Abstract
Integrin αvβ3 is a widely-recognized target for the development of targeted molecular probes for imaging pathological conditions. αvβ3 is a cell-surface receptor protein that is upregulated in various pathological conditions including osteoporosis, rheumatoid arthritis, macular degeneration, and cancer. The synthesis of an αvβ3-targeted optical probe 7 from compound 1, and its in vitro and in vivo characterization is described. A series of aliphatic carbamate derivatives of the potent non-peptide integrin antagonist 1 was synthesized and the binding affinity to α vβ3 was determined in both enzyme linked immunosorbent assay (ELISA) and cell adhesion inhibition assays. The hydrophobic carbamate-linked appendages improved the binding affinity of the parent compound for αvβ3 by 2-20 times.
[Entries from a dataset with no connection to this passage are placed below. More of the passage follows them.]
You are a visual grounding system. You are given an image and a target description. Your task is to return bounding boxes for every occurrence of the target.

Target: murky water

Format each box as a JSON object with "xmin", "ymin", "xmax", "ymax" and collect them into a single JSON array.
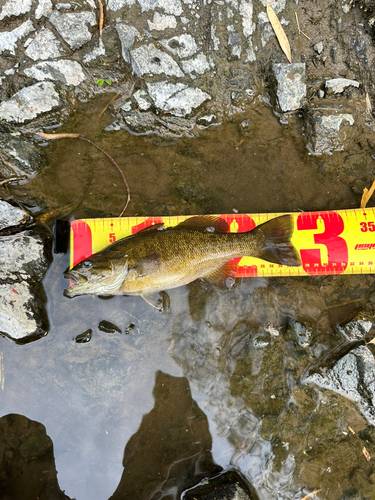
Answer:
[{"xmin": 1, "ymin": 96, "xmax": 375, "ymax": 500}]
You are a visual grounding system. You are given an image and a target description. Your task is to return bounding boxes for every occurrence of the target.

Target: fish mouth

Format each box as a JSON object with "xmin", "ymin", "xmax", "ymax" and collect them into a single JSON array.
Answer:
[{"xmin": 64, "ymin": 270, "xmax": 89, "ymax": 298}]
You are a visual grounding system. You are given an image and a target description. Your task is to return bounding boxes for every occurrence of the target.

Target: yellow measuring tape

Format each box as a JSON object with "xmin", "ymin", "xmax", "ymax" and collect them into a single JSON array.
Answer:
[{"xmin": 70, "ymin": 208, "xmax": 375, "ymax": 277}]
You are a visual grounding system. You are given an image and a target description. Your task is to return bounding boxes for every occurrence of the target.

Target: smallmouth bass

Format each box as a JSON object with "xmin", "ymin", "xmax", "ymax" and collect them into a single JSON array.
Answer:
[{"xmin": 64, "ymin": 215, "xmax": 301, "ymax": 305}]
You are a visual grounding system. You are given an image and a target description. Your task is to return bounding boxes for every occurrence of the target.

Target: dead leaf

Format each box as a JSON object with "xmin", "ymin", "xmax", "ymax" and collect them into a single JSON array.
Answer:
[
  {"xmin": 360, "ymin": 181, "xmax": 375, "ymax": 208},
  {"xmin": 266, "ymin": 2, "xmax": 292, "ymax": 63},
  {"xmin": 302, "ymin": 490, "xmax": 322, "ymax": 500},
  {"xmin": 362, "ymin": 447, "xmax": 371, "ymax": 462}
]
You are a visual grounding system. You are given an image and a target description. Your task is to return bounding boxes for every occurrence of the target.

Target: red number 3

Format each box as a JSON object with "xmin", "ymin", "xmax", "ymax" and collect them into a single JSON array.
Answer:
[{"xmin": 297, "ymin": 212, "xmax": 348, "ymax": 274}]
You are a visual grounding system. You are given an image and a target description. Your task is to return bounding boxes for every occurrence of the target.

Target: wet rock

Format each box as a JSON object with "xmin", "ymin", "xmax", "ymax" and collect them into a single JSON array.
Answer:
[
  {"xmin": 305, "ymin": 346, "xmax": 375, "ymax": 425},
  {"xmin": 0, "ymin": 133, "xmax": 46, "ymax": 178},
  {"xmin": 0, "ymin": 20, "xmax": 35, "ymax": 56},
  {"xmin": 0, "ymin": 0, "xmax": 33, "ymax": 21},
  {"xmin": 25, "ymin": 59, "xmax": 86, "ymax": 86},
  {"xmin": 183, "ymin": 470, "xmax": 258, "ymax": 500},
  {"xmin": 305, "ymin": 107, "xmax": 354, "ymax": 155},
  {"xmin": 273, "ymin": 63, "xmax": 306, "ymax": 112},
  {"xmin": 35, "ymin": 0, "xmax": 53, "ymax": 19},
  {"xmin": 147, "ymin": 11, "xmax": 177, "ymax": 31},
  {"xmin": 0, "ymin": 82, "xmax": 60, "ymax": 123},
  {"xmin": 0, "ymin": 200, "xmax": 30, "ymax": 230},
  {"xmin": 49, "ymin": 11, "xmax": 96, "ymax": 49},
  {"xmin": 25, "ymin": 28, "xmax": 65, "ymax": 61},
  {"xmin": 116, "ymin": 23, "xmax": 140, "ymax": 63},
  {"xmin": 160, "ymin": 34, "xmax": 199, "ymax": 58},
  {"xmin": 0, "ymin": 231, "xmax": 48, "ymax": 342},
  {"xmin": 326, "ymin": 78, "xmax": 359, "ymax": 94},
  {"xmin": 130, "ymin": 44, "xmax": 184, "ymax": 77}
]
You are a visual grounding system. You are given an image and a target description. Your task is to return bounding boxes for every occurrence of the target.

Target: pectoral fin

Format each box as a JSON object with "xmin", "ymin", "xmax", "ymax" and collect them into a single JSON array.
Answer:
[
  {"xmin": 202, "ymin": 259, "xmax": 238, "ymax": 288},
  {"xmin": 141, "ymin": 292, "xmax": 170, "ymax": 311},
  {"xmin": 129, "ymin": 253, "xmax": 160, "ymax": 278}
]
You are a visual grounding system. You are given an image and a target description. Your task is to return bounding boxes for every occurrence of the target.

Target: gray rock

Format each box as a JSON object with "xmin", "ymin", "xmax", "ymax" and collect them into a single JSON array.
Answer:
[
  {"xmin": 160, "ymin": 35, "xmax": 199, "ymax": 58},
  {"xmin": 107, "ymin": 0, "xmax": 135, "ymax": 12},
  {"xmin": 138, "ymin": 0, "xmax": 183, "ymax": 16},
  {"xmin": 116, "ymin": 23, "xmax": 140, "ymax": 63},
  {"xmin": 326, "ymin": 78, "xmax": 359, "ymax": 94},
  {"xmin": 0, "ymin": 200, "xmax": 29, "ymax": 230},
  {"xmin": 181, "ymin": 53, "xmax": 210, "ymax": 76},
  {"xmin": 133, "ymin": 89, "xmax": 152, "ymax": 111},
  {"xmin": 49, "ymin": 11, "xmax": 97, "ymax": 49},
  {"xmin": 305, "ymin": 108, "xmax": 354, "ymax": 155},
  {"xmin": 82, "ymin": 38, "xmax": 105, "ymax": 63},
  {"xmin": 0, "ymin": 19, "xmax": 35, "ymax": 55},
  {"xmin": 130, "ymin": 44, "xmax": 184, "ymax": 78},
  {"xmin": 0, "ymin": 82, "xmax": 60, "ymax": 123},
  {"xmin": 314, "ymin": 42, "xmax": 324, "ymax": 54},
  {"xmin": 0, "ymin": 231, "xmax": 48, "ymax": 341},
  {"xmin": 25, "ymin": 59, "xmax": 86, "ymax": 86},
  {"xmin": 0, "ymin": 133, "xmax": 46, "ymax": 179},
  {"xmin": 35, "ymin": 0, "xmax": 53, "ymax": 19},
  {"xmin": 0, "ymin": 0, "xmax": 33, "ymax": 21},
  {"xmin": 25, "ymin": 28, "xmax": 65, "ymax": 61},
  {"xmin": 147, "ymin": 11, "xmax": 177, "ymax": 31},
  {"xmin": 305, "ymin": 346, "xmax": 375, "ymax": 425},
  {"xmin": 273, "ymin": 63, "xmax": 306, "ymax": 112}
]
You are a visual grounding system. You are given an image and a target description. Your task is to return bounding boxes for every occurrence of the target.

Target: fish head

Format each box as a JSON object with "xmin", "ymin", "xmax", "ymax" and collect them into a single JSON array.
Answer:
[{"xmin": 64, "ymin": 254, "xmax": 128, "ymax": 298}]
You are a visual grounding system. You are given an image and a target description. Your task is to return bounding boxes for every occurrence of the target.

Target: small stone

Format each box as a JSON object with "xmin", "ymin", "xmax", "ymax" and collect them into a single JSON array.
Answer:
[
  {"xmin": 130, "ymin": 44, "xmax": 184, "ymax": 78},
  {"xmin": 0, "ymin": 82, "xmax": 60, "ymax": 123},
  {"xmin": 0, "ymin": 0, "xmax": 33, "ymax": 21},
  {"xmin": 25, "ymin": 59, "xmax": 86, "ymax": 86},
  {"xmin": 160, "ymin": 35, "xmax": 199, "ymax": 58},
  {"xmin": 273, "ymin": 63, "xmax": 306, "ymax": 112},
  {"xmin": 0, "ymin": 200, "xmax": 30, "ymax": 230},
  {"xmin": 49, "ymin": 11, "xmax": 97, "ymax": 49},
  {"xmin": 147, "ymin": 11, "xmax": 177, "ymax": 31},
  {"xmin": 314, "ymin": 42, "xmax": 323, "ymax": 54},
  {"xmin": 133, "ymin": 89, "xmax": 151, "ymax": 111},
  {"xmin": 25, "ymin": 28, "xmax": 64, "ymax": 61},
  {"xmin": 35, "ymin": 0, "xmax": 53, "ymax": 19},
  {"xmin": 138, "ymin": 0, "xmax": 183, "ymax": 16},
  {"xmin": 181, "ymin": 53, "xmax": 210, "ymax": 75},
  {"xmin": 0, "ymin": 19, "xmax": 35, "ymax": 55},
  {"xmin": 326, "ymin": 78, "xmax": 359, "ymax": 94},
  {"xmin": 306, "ymin": 346, "xmax": 375, "ymax": 425},
  {"xmin": 116, "ymin": 23, "xmax": 140, "ymax": 63},
  {"xmin": 107, "ymin": 0, "xmax": 135, "ymax": 12},
  {"xmin": 305, "ymin": 108, "xmax": 354, "ymax": 155}
]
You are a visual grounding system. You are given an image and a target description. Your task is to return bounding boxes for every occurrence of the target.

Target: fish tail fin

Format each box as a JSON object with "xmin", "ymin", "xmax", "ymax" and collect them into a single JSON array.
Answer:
[{"xmin": 251, "ymin": 214, "xmax": 301, "ymax": 267}]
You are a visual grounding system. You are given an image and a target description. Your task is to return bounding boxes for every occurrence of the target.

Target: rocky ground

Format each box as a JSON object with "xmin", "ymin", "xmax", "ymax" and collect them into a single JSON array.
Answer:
[{"xmin": 0, "ymin": 0, "xmax": 375, "ymax": 498}]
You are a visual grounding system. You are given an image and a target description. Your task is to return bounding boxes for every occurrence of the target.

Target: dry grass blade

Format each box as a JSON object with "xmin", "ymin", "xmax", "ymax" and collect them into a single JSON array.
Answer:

A Boc-protected neopentyl derivative in the series is shown to have the best binding affinity to αvβ3 (IC50 = 0.72 nM) when compared to compound 1 as well as to c-RGDfV. Optical probe 7 utilizes the neopentyl linker and demonstrates increased binding affinity and significant tumor cell uptake in vitro as well as specific tumor accumulation and retention in vivo. These results illustrate the potential of employing integrin-targeted molecular probes based on 1 to image a multitude of diseases associated with αvβ3 overexpression.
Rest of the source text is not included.